The 2007-08 season was the National Hockey League's most successful since Forbes began tracking team values 10 years ago.
Fueled by higher ticket prices and a stronger Canadian dollar, revenue increased 13 percent to an average of $92 million per team, while operating income (earnings before interest, taxes, depreciation and amortization) rose 48 percent to $4.7 million per team.
A stronger loonie helps teams north of the border, because they take in revenue in Canadian dollars but pay their players in U.S. currency. Last season, the value of the Canadian dollar increased 15 percent relative to the value of the U.S. dollar. While the average team rose in value 10 percent during the past year to $220 million, five of the six Canadian teams -- the Montreal Canadiens, Vancouver Canucks, Ottawa Senators, Calgary Flames and Edmonton Oilers -- rose in value more than the league average.
Hockey teams, on average, are worth 2.4 times their revenue, so the more money teams can rake in from selling tickets to games (43 percent of the league's revenue) without sacrificing attendance, the more valuable they are. The average non-premium ticket cost $49 for an NHL game during the 2007-08 season, 8 percent more than the previous season. Meanwhile, attendance increased 2 percent, to 21 million, for the NHL's 30 teams. NHL arenas filled to 93 percent of their capacity.

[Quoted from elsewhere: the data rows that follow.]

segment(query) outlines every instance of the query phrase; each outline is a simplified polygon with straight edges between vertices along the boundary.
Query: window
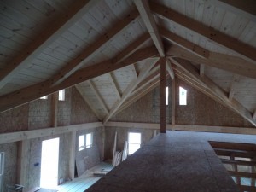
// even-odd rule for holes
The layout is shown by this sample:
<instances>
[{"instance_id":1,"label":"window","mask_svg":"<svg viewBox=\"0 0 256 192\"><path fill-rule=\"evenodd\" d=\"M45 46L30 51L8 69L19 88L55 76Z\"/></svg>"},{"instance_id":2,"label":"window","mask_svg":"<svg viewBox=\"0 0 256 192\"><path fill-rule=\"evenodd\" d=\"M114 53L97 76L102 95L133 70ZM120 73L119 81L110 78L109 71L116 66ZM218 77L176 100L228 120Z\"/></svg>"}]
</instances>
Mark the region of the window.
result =
<instances>
[{"instance_id":1,"label":"window","mask_svg":"<svg viewBox=\"0 0 256 192\"><path fill-rule=\"evenodd\" d=\"M92 133L79 136L79 151L82 151L84 148L90 148L92 146L92 143L93 143Z\"/></svg>"},{"instance_id":2,"label":"window","mask_svg":"<svg viewBox=\"0 0 256 192\"><path fill-rule=\"evenodd\" d=\"M59 101L65 101L65 90L59 90Z\"/></svg>"},{"instance_id":3,"label":"window","mask_svg":"<svg viewBox=\"0 0 256 192\"><path fill-rule=\"evenodd\" d=\"M86 134L86 148L92 146L92 133Z\"/></svg>"},{"instance_id":4,"label":"window","mask_svg":"<svg viewBox=\"0 0 256 192\"><path fill-rule=\"evenodd\" d=\"M40 99L47 99L48 98L48 96L41 96Z\"/></svg>"},{"instance_id":5,"label":"window","mask_svg":"<svg viewBox=\"0 0 256 192\"><path fill-rule=\"evenodd\" d=\"M169 87L166 87L166 103L169 104Z\"/></svg>"},{"instance_id":6,"label":"window","mask_svg":"<svg viewBox=\"0 0 256 192\"><path fill-rule=\"evenodd\" d=\"M3 168L4 168L4 153L0 152L0 192L3 189Z\"/></svg>"},{"instance_id":7,"label":"window","mask_svg":"<svg viewBox=\"0 0 256 192\"><path fill-rule=\"evenodd\" d=\"M128 133L128 154L132 154L141 147L141 133Z\"/></svg>"},{"instance_id":8,"label":"window","mask_svg":"<svg viewBox=\"0 0 256 192\"><path fill-rule=\"evenodd\" d=\"M187 105L187 90L179 87L179 105Z\"/></svg>"},{"instance_id":9,"label":"window","mask_svg":"<svg viewBox=\"0 0 256 192\"><path fill-rule=\"evenodd\" d=\"M79 151L84 149L84 135L79 137Z\"/></svg>"}]
</instances>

There are two reasons hockey teams have been able to increase ticket prices. For one, their customers have the highest average household income ($88,000) in sports. For another, emerging superstars like Sidney Crosby (Pittsburgh Penguins), Alexander Ovechkin (Washington Capitals) and Henrik Zetterberg (Detroit Red Wings), who can skate fast and have the skills to create exciting plays, are exactly the type of players who connect with fans. That said, the economic slowdown is going to make it much more difficult for the NHL to post a gain in ticket revenue this season.
But then how to explain that financial monster of the NHL, the Toronto Maple Leafs, who have no superstars and have missed the playoffs for three straight seasons? One word: scale. The Ontario Teachers' Pension Plan, which owns the Maple Leafs, the Toronto Raptors, Leafs TV and the Air Canada Centre, pumps so many events and sponsorships through its assets that it is able to squeeze 41 cents of operating profit from each dollar of revenue. The Leafs are worth $448 million, tops in the NHL.
The league certainly is a lot healthier today than it was before the 2004-05 owners' lockout. But it is not as healthy as commissioner Gary Bettman, who claims there is not a team worth less than $200 million, would have you believe. Media reports that the Oilers and the Nashville Predators were sold for $200 million and $193 million, respectively, are not accurate. The enterprise values (equity plus net debt) of these deals for the franchise and arena leases were really $170 million and $174 million, respectively.
And there are at least two teams that need new ownership and perhaps even to relocate. The biggest mess is the Phoenix Coyotes, who lost $9.7 million last season. Hardly anyone shows up for their games. The team was recapitalized two years ago when Jerry Moyes, the big money behind the franchise, took over the team and Steven Ellman got the nearby real estate that was supposed to be developed in a huge retail and residential success. Pipe dream.
It is time for the Coyotes to get out of town. The same for the New York Islanders, who have a lucrative cable television deal but are being suffocated with an onerous lease at the NHL's second-oldest arena.